After mouse ES cells were first isolated, nonhuman primate ES cells were derived and used to study primate tissue differentiation in vitro . However, this 1998 report demonstrated the first successful derivation of human ES cells . These human ES cells provided the opportunity to study human embryonic development and develop cell-based therapies for clinical use, as well as establishing a platform for the derivation of human iPS cells.
This landmark paper provided the first demonstration of direct reprogramming of mammalian cells using defined factors. Here, Takahashi and Yamanaka combined previous knowledge of murine ES cell cultures, the concept of pluripotency, and the plasticity of the mammalian genome to convert differentiated cellular fate to pluripotency by artificial overexpression of a set of genes. Specifically, they transduced Fbx15 reporter mouse fibroblasts with 24 candidate reprogramming genes . Fbx15 is only expressed in pluripotent stem cells, and so activation of Fbx15 in transduced cells indicated successful reprogramming. Remarkably, the introduction of only four transcription factors (Oct4, Sox2, Klf4, c-Myc) was sufficient to give rise to pluripotent cells, termed “induced pluripotent stem cells.”

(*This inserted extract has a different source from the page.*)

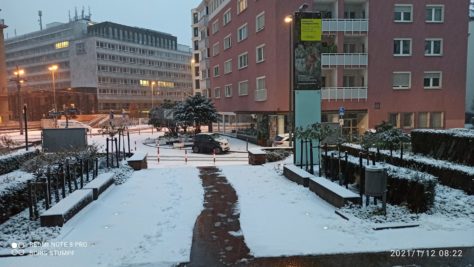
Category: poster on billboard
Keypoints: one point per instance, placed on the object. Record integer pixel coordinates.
(307, 51)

Following Yamanaka’s original report on the derivation of murine iPS cells, successful generation of human iPS cells was reported by three independent groups that used a similar approach to express human versions of the four reprogramming factors in different combinations (OCT4, SOX2, NANOG, LIN28) [12-14]. Since then, there has been a ceaseless effort to 1) derive therapeutically safe iPS cells; 2) investigate the molecular mechanism of reprogramming; 3) improve reprogramming efficiency; and 4) establish an in vitro human disease model using iPS cells . Additionally, because the ultimate use of iPS cells lies in cell-replacement therapy, direct transdifferentiation into cells has been attracting more attention lately . Thanks to the foundational work of previous developmental, medical, and basic scientists, the direct reprogramming of cell fate change is possible and is making more exciting findings in stem cell research, including the successful treatment of patients using autologous iPS cells, possible.